Last night, Hillary Clinton was interviewed on a Lifetime show called “The Conversation” by host Amanda de Cadenent and a bunch of “YouTube stars,” and I must admit that it wasn’t as bad as I expected it to be.
It was much, much worse.
Earlier this week, Politico touted the interview as something that would be “showing off a softer side” of Mrs. Clinton. In other words: It would be her campaign’s 9 billionth attempt at humanizing her, an attempt to get voters excited about Hillary the Gal and not just Hillary the Candidate.
There’s just one problem: Hillary is not an exciting person.
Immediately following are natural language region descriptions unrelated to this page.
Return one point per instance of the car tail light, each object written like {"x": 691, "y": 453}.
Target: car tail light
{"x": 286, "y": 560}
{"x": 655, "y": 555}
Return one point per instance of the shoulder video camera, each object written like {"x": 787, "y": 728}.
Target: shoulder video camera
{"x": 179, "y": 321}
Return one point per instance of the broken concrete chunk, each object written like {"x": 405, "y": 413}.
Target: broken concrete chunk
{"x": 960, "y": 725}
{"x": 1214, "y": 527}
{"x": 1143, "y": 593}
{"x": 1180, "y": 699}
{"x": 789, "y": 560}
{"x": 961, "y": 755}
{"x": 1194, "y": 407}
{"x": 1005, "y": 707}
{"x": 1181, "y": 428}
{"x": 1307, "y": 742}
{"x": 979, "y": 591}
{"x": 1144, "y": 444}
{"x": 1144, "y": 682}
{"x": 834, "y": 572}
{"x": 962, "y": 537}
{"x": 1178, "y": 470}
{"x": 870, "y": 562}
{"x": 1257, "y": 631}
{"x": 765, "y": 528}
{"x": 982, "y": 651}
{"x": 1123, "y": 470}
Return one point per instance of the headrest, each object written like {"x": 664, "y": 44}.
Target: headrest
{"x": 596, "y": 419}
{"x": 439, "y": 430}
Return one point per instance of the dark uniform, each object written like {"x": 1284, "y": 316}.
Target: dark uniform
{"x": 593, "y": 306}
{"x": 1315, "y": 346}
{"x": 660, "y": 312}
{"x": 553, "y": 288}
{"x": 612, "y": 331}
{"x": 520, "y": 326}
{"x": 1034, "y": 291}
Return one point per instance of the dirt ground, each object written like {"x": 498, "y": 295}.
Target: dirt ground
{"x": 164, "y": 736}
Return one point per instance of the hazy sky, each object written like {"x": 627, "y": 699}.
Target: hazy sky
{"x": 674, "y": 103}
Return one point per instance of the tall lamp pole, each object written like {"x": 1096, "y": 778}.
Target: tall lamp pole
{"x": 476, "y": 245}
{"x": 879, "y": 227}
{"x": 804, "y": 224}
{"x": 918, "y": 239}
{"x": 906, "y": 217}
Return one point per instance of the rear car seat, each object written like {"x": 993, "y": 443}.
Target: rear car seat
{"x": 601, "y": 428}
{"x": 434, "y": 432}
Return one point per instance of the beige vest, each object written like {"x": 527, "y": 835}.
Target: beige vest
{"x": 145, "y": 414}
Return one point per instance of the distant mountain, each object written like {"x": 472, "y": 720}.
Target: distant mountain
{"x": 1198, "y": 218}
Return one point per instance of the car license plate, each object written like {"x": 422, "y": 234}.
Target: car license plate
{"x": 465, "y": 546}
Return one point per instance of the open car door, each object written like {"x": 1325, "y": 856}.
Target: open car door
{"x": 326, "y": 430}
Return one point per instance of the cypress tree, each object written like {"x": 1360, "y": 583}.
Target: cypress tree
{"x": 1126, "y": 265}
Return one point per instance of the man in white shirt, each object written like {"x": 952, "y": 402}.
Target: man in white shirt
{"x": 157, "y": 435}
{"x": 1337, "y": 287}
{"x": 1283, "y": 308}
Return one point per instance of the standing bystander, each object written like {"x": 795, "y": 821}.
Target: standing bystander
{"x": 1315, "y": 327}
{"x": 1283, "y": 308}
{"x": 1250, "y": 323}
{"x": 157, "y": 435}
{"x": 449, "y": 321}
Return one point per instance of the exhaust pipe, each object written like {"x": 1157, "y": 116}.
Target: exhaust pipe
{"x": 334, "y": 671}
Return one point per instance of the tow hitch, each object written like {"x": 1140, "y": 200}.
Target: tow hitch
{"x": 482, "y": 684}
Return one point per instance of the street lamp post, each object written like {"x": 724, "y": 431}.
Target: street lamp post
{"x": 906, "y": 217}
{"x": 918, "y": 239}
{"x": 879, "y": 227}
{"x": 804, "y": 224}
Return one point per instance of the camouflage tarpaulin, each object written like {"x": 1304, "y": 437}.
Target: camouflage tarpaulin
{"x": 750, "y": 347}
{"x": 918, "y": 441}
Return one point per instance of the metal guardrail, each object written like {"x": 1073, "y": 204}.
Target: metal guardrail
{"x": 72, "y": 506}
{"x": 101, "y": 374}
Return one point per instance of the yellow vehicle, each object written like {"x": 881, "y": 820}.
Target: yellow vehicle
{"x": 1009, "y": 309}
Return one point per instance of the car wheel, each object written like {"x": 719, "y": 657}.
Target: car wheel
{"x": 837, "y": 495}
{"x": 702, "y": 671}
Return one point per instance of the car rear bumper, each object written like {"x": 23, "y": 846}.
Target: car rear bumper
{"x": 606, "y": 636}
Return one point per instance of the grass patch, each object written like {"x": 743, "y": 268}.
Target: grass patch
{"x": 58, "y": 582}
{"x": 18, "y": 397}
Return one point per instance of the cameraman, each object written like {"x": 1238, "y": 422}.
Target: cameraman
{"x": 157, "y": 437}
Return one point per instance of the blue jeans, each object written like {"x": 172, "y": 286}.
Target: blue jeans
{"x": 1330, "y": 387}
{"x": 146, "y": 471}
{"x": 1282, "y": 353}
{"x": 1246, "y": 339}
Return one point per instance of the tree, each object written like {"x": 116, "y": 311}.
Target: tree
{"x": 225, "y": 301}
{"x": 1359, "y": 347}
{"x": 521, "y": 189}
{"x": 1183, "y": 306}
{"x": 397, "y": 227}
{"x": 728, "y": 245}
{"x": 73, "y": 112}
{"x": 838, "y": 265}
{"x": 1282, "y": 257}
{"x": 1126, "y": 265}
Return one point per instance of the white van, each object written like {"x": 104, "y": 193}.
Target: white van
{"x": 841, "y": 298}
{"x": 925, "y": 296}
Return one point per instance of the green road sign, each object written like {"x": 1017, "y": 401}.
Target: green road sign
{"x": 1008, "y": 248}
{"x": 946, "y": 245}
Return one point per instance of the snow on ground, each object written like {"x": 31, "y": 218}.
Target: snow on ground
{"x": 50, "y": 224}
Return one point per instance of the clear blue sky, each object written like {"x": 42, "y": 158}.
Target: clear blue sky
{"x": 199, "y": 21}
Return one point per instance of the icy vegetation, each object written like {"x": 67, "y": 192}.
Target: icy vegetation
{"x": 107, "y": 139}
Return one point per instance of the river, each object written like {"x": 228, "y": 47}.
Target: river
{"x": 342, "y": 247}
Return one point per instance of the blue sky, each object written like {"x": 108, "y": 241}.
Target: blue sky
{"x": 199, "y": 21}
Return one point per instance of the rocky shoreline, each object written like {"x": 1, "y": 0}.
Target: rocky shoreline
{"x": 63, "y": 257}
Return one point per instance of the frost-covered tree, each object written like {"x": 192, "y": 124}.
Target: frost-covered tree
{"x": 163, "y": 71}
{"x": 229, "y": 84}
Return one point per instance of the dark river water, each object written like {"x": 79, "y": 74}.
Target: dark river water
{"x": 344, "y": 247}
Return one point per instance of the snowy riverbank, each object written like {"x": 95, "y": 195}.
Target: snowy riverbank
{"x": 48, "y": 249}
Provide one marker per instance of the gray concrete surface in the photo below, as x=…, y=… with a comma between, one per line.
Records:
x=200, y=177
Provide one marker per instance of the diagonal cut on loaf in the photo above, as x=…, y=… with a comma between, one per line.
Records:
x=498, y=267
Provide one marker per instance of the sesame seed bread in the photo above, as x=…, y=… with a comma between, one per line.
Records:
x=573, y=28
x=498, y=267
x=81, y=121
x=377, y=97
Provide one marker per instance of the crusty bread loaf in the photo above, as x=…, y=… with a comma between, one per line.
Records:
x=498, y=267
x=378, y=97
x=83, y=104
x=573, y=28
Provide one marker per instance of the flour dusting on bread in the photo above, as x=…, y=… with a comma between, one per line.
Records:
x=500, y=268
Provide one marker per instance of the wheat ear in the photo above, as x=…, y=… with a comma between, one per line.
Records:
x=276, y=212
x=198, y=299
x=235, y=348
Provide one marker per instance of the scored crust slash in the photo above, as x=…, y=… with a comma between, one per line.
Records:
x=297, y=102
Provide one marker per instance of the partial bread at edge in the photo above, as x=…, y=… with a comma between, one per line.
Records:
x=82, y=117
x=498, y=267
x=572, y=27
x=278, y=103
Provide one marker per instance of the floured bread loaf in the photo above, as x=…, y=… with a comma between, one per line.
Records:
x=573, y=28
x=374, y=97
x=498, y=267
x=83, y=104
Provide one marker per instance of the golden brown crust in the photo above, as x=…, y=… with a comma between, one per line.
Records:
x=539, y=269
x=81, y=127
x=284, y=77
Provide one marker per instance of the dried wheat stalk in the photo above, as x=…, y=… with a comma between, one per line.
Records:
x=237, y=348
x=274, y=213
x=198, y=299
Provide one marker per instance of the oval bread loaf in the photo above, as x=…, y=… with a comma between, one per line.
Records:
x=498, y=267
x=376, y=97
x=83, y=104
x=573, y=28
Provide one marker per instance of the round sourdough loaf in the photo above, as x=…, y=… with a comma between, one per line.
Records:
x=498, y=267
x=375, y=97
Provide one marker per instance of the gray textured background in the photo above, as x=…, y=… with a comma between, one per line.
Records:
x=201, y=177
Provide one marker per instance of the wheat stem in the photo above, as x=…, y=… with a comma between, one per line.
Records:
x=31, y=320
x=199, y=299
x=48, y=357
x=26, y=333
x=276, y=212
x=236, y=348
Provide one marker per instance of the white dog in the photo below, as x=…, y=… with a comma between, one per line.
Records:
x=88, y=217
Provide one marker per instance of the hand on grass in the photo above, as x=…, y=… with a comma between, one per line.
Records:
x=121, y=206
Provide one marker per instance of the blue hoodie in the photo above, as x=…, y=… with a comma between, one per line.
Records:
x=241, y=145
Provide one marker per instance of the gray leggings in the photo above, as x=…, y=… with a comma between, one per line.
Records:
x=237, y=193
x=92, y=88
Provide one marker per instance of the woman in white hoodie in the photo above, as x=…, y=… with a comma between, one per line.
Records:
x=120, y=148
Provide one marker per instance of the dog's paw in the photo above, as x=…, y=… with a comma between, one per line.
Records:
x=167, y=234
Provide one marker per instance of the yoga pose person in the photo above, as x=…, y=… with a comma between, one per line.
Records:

I’m a young and energetic insomniac, but this “interview” had me wanting to pass out before 11 p.m., and had I not been repeatedly jarred awake by the urge to vomit in disgust, I’m sure that I would have done just that.
It opened with Hillary (her chyron: “presidential candidate and grandma”) and de Cadenet sitting on a couch, gazing into each other’s eyes and smiling sheepishly like two high-school kids who had been left alone in one of their parents’ basements.
And it only got worse from there.
Given that tales of adversity are “in” now, de Cadenet wasted no time in trying to make Mrs. Clinton appear to be a sympathetic figure. Within the first minute, she was prodding Hillary to talk about her “mom’s traumatic childhood.”